Sarı ve bilhassa da siyah kola dediğimiz içeceklerin
nasıl da bağımlılık yaptığını görmüyor musunuz?
Dev hazır hayvan yiyeceği (mama diyorlar
sevimli hale getirmek için) sektörünün hayvanlarımızın huylarını nasıl
değiştirdiğini görmüyor musunuz?
İnsan beynine ve vücuduna, hatta hayvan beynine
ve vücuduna hükmedebilmenin yolları var.
Genetik haritalarımızı çıkartıyorlar, besinlerimizi kodluyorlar,
korkularımızı tahrik ederek kucaklarına kucaklarına çekiyorlar.
Dijital dünyadaki hiçbir bilginin güvenliği
yok: çipinize, gıdanıza, yaşam tarzınıza kadar her şeyinizi belirleyen güçler…
Günün birinde
sizi birbirinin gırtlaklarına sarılan canavarlar haline getirebilirler
mi?
Yok, getiremezler!..
“Kabak gibi oyarız hepsini!”
Emin misiniz?
Yol verme vermeme tartışmalarını, birbirlerinin
boğazlarını kesecek kadar ciddiye aldıran nedir sizce?
Sosyal medya nasıl bir işlev görüyor?
Yediklerimiz, içtiklerimizin bunda etkisi var
mıdır?
Gen haritanızı çıkarttıranlar, size uygun
tahrik, teşvik modellerini uygulamaya geçirebilirler mi, geçiremezler mi?

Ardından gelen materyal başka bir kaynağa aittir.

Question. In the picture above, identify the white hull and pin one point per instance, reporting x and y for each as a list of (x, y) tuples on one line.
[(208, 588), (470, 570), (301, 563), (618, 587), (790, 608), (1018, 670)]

Yapay et meselesine dönelim mi?
Havayı kirleten de, suyu bitiren de inekler
imiş, Bill Gates ve buradaki amigoları öyle diyor.
İneklerinizi bitirin!..
Bir de ineklerden insanlara geçecek bir
virüs!
Patenti alınmış zaten!
İneklerini kesmemekte, kestirmemekte ısrar
edenlere hapis cezası çıkar mı?
İnsanlar birbirlerini “ineği koruyor” diye
ihbar eder mi?
Maske takmadıkları için linç edilen insanlar görmedik mi şu meşhur “plândemi” sürecinde!
“Pazar kadar serseri” demiştik değil mi?
‘İnsanlık Âlemi’nin kirli tezgâhları bozabilmek için ne gibi “serserilikler” yapması gerektiğini düşünüyorum!..
“Uyumsuz adam”ların sayısını gittikçe arttırmak gerekiyor
galiba!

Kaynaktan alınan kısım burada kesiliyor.